Сходил за фонендоскопом.

В легких влажные хрипы, явная крепитация. Похоже, пневмония. Сунул под мышку градусник. Ого! Тридцать девять и семь.

Спокойно, доктор – вы же доктор.

В таком состоянии больных госпитализируют, но это исключается. Собственно, и не нужно. Пережиток прежних допенициллиновых времен. Конечно, требуется наблюдение врача, но врач вот он.

Согласно последнему отчету Мосгорздрава, все отделения «скорой помощи» обеспечены ампулами с пенициллином.

Сейчас проверим.

Вышел в коридор, набрал 03.

Ответили довольно быстро. Антон Маркович сказал, что нужно прислать машину по поводу пневмонии, госпитализация не потребуется, но у дежурного врача обязательно должен быть с собой бензилпенициллин. Если нет, он позвонит в центральную.

– Кто это такой ученый академик, всё знает? – сказала телефонистка «скорой». – Вот и звонили бы в академическую, раз такой умный.
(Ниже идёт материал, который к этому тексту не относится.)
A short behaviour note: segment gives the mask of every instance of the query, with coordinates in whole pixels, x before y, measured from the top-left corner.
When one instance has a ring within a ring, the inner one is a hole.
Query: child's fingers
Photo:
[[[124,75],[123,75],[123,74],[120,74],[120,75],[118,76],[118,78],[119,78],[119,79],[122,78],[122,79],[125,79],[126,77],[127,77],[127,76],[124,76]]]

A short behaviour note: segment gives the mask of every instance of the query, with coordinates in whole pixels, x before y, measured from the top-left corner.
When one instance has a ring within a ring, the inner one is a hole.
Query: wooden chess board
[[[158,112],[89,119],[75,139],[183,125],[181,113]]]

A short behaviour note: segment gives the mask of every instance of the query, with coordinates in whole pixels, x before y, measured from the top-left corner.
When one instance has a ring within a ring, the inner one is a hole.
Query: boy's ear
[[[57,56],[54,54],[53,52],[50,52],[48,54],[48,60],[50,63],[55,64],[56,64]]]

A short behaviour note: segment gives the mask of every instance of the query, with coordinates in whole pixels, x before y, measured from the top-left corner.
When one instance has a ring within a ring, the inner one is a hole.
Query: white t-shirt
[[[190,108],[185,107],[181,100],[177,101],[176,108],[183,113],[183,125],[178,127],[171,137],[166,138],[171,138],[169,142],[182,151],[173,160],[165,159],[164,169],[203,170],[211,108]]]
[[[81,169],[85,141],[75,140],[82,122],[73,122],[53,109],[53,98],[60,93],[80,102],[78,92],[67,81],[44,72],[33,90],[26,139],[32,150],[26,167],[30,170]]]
– Здесь не нужен специалист из академической поликлиники, – терпеливо ответил Антон Маркович. – Чтобы сделать инъекцию, достаточно обычного врача. Да вам и ехать ближе, чем оттуда. Я действительно член-корреспондент Медицинской академии наук. Фамилия Клобуков. Больная – моя дочь. Просто пришлите машину, пожалуйста, и непременно чтоб был бензилпенициллин. Укол я сделаю сам, у меня рука легкая.

– Диктуйте имя больной и адрес, – официальным тоном произнесла телефонистка. – Высылаю машину. К вам приедет доктор Епифьева, очень опытный врач.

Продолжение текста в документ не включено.